Wednesday
This past semester, somewhat on impulse, I taught “The Existential Fantasies of Haruki Murakami” for my first year seminar course. (For years I have been teaching Jane Austen’s novels in the seminar but feared that I was becoming stale.) I didn’t know how my students would respond to Murakami but figured that there were two things in the course’s favor.
First, since the Japanese author is attracting readers all over the world, he might also attract Maryland students. Second, late adolescence is a time when young people wrestle with life’s big questions so a course on existential fantasies might hit them where they live.
Both assumptions proved correct, as I will demonstrate in a series of posts. Today I share two students’ responses to Wild Sheep Chase (1982), Murakami’s third novel and the first one we read. The novel spoke to the ideals of an ardent Bernie Sanders supporter, and it helped another student come out of the closet, which he did in his class presentation (!).
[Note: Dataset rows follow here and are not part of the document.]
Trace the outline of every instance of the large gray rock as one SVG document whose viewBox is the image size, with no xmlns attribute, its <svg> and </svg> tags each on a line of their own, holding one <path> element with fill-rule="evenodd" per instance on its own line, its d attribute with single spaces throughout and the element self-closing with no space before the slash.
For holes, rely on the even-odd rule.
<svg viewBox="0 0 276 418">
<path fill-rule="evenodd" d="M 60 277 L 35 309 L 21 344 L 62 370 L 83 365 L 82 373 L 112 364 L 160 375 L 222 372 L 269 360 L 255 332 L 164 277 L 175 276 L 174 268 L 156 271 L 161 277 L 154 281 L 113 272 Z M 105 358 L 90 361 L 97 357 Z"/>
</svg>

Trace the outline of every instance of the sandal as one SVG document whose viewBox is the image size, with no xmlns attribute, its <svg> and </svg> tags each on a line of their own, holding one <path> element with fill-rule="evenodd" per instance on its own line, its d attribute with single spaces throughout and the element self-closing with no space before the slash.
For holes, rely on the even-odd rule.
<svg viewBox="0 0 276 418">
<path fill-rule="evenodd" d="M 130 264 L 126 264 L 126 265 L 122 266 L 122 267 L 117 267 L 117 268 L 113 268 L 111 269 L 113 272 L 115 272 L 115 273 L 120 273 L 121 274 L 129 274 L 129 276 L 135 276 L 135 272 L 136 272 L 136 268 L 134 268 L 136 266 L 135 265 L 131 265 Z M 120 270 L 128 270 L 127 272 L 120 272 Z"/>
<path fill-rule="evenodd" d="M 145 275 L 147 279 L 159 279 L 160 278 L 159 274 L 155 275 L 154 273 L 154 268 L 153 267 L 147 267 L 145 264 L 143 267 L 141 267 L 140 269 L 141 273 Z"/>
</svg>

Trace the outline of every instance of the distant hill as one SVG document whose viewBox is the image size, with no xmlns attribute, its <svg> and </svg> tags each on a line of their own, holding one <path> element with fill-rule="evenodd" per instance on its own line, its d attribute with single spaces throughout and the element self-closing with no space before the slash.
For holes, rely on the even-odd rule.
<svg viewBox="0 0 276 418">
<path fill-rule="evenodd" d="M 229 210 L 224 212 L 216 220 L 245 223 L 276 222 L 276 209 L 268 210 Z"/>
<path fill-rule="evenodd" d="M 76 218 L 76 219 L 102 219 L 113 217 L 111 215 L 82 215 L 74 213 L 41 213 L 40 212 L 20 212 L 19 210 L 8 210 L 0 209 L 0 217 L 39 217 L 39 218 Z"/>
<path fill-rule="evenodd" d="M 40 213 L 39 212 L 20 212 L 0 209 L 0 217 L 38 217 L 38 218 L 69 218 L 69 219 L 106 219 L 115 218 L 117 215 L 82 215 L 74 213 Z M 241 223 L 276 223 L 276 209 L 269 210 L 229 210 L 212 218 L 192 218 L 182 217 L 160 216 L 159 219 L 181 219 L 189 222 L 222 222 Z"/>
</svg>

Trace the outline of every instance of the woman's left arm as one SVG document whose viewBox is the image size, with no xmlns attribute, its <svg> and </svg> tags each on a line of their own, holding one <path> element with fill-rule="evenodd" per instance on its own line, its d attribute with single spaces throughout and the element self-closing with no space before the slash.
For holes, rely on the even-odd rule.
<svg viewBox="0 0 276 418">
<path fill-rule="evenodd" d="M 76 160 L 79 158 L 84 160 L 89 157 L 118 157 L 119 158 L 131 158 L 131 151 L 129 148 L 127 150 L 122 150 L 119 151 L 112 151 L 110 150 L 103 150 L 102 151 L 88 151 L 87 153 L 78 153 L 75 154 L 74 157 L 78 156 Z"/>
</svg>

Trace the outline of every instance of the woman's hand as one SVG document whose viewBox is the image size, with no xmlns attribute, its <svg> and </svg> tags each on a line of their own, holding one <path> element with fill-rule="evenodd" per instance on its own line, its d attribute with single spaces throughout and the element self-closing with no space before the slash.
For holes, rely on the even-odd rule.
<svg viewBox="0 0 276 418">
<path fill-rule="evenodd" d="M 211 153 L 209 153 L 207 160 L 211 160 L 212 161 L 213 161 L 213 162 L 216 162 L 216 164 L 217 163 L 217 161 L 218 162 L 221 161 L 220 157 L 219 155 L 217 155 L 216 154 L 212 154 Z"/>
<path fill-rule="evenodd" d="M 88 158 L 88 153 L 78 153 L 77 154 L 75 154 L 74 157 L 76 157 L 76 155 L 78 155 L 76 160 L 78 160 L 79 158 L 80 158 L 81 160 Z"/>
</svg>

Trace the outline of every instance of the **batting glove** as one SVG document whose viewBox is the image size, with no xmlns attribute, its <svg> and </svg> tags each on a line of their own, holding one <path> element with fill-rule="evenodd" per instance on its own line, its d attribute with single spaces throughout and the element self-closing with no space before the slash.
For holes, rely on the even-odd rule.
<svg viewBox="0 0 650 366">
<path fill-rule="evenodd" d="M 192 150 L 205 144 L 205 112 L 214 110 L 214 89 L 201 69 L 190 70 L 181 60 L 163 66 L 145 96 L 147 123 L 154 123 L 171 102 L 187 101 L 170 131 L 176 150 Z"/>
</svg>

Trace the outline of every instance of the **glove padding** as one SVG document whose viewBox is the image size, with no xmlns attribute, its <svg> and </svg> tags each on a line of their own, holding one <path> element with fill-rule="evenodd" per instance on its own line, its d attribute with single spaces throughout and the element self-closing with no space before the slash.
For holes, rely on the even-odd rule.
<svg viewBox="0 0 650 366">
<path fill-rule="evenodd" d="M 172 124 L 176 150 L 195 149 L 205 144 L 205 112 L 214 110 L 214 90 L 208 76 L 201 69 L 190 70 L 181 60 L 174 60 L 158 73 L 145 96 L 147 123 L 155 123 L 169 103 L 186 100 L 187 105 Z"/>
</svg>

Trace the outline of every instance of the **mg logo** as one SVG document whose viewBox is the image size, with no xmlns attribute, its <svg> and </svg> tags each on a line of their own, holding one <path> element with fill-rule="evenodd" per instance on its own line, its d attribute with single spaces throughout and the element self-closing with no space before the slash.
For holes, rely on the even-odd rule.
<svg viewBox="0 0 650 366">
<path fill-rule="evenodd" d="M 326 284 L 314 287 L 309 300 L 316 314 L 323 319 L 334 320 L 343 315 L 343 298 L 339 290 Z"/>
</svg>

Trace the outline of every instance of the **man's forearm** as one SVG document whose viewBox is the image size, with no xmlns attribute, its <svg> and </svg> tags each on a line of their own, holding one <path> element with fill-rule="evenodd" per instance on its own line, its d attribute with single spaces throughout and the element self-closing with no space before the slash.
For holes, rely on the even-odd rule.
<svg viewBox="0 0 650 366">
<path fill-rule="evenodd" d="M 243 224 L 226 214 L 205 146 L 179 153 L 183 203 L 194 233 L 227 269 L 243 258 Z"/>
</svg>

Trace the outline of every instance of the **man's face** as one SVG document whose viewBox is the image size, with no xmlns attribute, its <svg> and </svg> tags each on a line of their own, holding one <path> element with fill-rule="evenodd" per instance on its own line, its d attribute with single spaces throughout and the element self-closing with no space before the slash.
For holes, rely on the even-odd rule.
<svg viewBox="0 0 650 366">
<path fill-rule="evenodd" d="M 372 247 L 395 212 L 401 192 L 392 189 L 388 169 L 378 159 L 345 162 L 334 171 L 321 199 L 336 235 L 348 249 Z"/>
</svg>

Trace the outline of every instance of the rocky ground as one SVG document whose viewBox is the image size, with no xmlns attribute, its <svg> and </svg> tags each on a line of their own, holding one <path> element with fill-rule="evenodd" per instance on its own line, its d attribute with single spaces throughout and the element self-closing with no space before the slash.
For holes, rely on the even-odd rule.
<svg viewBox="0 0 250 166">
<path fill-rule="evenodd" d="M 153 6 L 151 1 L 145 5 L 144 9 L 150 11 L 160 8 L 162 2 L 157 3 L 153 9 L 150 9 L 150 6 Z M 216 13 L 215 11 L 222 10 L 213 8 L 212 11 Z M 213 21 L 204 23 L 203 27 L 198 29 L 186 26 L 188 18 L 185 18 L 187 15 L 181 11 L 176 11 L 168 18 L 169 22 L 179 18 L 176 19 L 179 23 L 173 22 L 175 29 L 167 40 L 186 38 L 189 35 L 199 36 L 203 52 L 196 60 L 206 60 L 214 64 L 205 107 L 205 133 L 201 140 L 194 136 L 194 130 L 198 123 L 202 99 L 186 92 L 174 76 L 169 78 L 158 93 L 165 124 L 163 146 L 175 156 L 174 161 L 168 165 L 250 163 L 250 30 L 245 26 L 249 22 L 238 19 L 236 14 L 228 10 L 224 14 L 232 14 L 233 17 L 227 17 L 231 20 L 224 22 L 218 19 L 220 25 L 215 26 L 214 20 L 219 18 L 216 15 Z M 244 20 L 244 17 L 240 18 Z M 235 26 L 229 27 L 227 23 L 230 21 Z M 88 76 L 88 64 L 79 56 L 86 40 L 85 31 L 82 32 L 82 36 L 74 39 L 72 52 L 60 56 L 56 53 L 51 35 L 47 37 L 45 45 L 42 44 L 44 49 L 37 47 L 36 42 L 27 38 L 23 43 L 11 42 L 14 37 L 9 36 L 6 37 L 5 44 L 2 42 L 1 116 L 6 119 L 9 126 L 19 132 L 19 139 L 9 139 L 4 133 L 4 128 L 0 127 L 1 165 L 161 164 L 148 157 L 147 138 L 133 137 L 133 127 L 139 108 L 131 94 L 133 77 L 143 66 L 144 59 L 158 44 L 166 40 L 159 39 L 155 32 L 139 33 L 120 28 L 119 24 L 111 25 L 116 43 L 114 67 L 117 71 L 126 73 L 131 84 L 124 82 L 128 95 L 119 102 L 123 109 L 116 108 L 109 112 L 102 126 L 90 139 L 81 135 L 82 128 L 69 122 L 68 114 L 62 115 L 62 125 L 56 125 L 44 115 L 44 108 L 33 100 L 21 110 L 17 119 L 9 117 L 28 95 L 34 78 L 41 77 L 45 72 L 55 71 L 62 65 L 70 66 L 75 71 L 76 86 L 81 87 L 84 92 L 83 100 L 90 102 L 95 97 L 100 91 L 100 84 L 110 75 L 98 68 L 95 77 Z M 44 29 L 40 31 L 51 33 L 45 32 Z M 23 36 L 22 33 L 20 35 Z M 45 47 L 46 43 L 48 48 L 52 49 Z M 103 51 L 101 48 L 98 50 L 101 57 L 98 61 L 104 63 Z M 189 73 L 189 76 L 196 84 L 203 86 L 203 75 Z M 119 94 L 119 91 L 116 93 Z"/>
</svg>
The novel is well titled. The narrator protagonist, whom critics refer to as Boku since we never learn his actual name (Boku is the informal Japanese “I”), is living a dull life producing advertising fliers when suddenly he finds himself embarking upon a strange quest. A shadowy organization that controls Japan’s marketing industry, mass media, and government contacts him about a pastoral illustration of a strange sheep that has appeared on one of his brochures. A shadowy figure—the class called him “Mr. Big”—gives Boku a month to track down the sheep. If he fails, he will lose his business and be blackballed for the rest of his life.
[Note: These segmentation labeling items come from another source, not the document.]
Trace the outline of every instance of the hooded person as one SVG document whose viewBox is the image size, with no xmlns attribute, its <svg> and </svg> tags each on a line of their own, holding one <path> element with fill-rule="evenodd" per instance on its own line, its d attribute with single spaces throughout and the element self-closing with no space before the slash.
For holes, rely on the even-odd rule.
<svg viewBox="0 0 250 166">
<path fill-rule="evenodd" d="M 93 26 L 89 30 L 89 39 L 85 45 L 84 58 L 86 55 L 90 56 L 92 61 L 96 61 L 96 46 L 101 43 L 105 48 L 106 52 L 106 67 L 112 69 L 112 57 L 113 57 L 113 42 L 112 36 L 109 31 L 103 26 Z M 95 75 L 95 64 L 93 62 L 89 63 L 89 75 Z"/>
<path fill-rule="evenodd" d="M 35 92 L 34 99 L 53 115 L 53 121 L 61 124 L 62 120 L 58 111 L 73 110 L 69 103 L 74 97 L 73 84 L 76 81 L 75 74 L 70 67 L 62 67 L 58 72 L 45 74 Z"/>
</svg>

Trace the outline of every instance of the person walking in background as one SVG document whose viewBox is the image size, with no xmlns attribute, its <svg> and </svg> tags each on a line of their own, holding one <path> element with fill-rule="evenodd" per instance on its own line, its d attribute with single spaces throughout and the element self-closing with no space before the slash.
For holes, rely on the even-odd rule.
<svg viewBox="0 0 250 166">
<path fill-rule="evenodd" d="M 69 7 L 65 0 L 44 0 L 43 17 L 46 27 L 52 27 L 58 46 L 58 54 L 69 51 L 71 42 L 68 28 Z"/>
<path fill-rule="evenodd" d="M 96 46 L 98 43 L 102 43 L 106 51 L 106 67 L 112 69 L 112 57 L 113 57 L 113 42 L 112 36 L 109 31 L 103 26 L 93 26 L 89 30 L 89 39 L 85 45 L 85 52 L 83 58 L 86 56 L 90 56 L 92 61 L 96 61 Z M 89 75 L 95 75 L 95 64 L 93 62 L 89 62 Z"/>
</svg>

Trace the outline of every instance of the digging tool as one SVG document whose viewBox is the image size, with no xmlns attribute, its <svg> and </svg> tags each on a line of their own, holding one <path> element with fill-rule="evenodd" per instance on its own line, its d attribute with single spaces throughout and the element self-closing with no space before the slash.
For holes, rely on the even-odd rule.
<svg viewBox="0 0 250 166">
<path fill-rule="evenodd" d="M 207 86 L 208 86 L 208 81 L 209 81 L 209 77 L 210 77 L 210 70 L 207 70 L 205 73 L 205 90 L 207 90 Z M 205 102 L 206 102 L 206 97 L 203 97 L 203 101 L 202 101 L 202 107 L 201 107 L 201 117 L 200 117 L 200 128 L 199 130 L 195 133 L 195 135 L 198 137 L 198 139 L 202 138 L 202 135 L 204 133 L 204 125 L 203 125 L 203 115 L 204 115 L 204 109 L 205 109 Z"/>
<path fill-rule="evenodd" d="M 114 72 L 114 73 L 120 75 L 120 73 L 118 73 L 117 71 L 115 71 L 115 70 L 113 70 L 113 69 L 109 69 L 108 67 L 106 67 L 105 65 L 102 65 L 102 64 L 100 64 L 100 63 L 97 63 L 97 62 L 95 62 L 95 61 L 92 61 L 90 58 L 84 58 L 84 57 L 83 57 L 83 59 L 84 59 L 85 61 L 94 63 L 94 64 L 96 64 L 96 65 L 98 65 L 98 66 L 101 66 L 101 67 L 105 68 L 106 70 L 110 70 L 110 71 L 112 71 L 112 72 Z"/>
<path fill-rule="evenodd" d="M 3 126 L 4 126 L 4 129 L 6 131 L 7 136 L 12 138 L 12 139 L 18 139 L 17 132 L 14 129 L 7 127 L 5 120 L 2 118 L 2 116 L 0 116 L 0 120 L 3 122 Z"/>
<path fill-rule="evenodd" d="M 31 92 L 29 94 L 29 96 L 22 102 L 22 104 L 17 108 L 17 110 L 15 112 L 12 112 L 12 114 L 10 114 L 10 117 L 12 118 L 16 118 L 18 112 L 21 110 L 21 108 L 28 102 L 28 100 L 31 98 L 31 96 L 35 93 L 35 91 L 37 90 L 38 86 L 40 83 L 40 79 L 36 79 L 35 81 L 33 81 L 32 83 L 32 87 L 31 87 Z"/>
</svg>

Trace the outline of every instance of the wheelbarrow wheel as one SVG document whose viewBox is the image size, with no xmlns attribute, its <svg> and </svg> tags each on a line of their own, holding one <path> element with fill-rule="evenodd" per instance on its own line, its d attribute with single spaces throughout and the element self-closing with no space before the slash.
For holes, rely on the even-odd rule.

It turns out (spoiler alert) that there is a strange sheep spirit on the loose looking for a capable host. Genghis Khan was a beneficiary of this sheep spirit in the past and, in the 1930s it entered a Japanese fascist, who went on to found the shadowy organization. Now, however, the man is dying, and his second-in-command, Mr. Big, wants to inherit the sheep spirit to keep the organization going. For tangled plot reasons, he needs Boku to set up the necessary contact.
The novel functions as a parable of life in contemporary Japan. Murakami sees the Japanese as sheep-like, all too ready to follow an authoritarian head ram wherever he leads them. Boku is an every man, going through a series of empty relationships and generally leading a life (to borrow from Thoreau) of quiet desperation. My Bernie supporter quoted the following passage to characterize his existence:
I was twenty-one at the time, about to turn twenty-two. No prospect of graduating soon, and yet no reason to quit school. Caught in the most curiously depressing circumstances. For months I’d been stuck, unable to take one step in any new direction. The world kept moving on; I alone was at a standstill. In the autumn, everything took on a desolate cast, the colors swiftly fading before my eyes. The sunlight, the smell of the grass, the faintest patter of rain, everything got on my nerves.
The quest to find the sheep jolts Boku out of this existence, and suddenly he is reading up on Japanese history and interacting with nature in a rural Japanese setting. Color begins to return to his life. By the end of the novel, he is able to thwart the shadowy corporation, and he begins to live life deliberately. He is no longer a placid sheep but is marching to the beat of his own drummer.
You can see why the novel would appeal to a Bernie enthusiast and, for that matter, anyone worried about leaders with authoritarian tendencies. The fact that Donald Trump is turning a lot of people into sheep means that Americans need to join Boku and push back.
My closeted student, meanwhile, learned that, to claim one’s essential identity, one must be willing to stand strong against the shadowy corporations that set the rules and appear to define reality. It took courage for him to come out, and Murakami provided him a useful narrative.
Literature can do heavy lifting, I tell my students. These two students took advantage of that potential.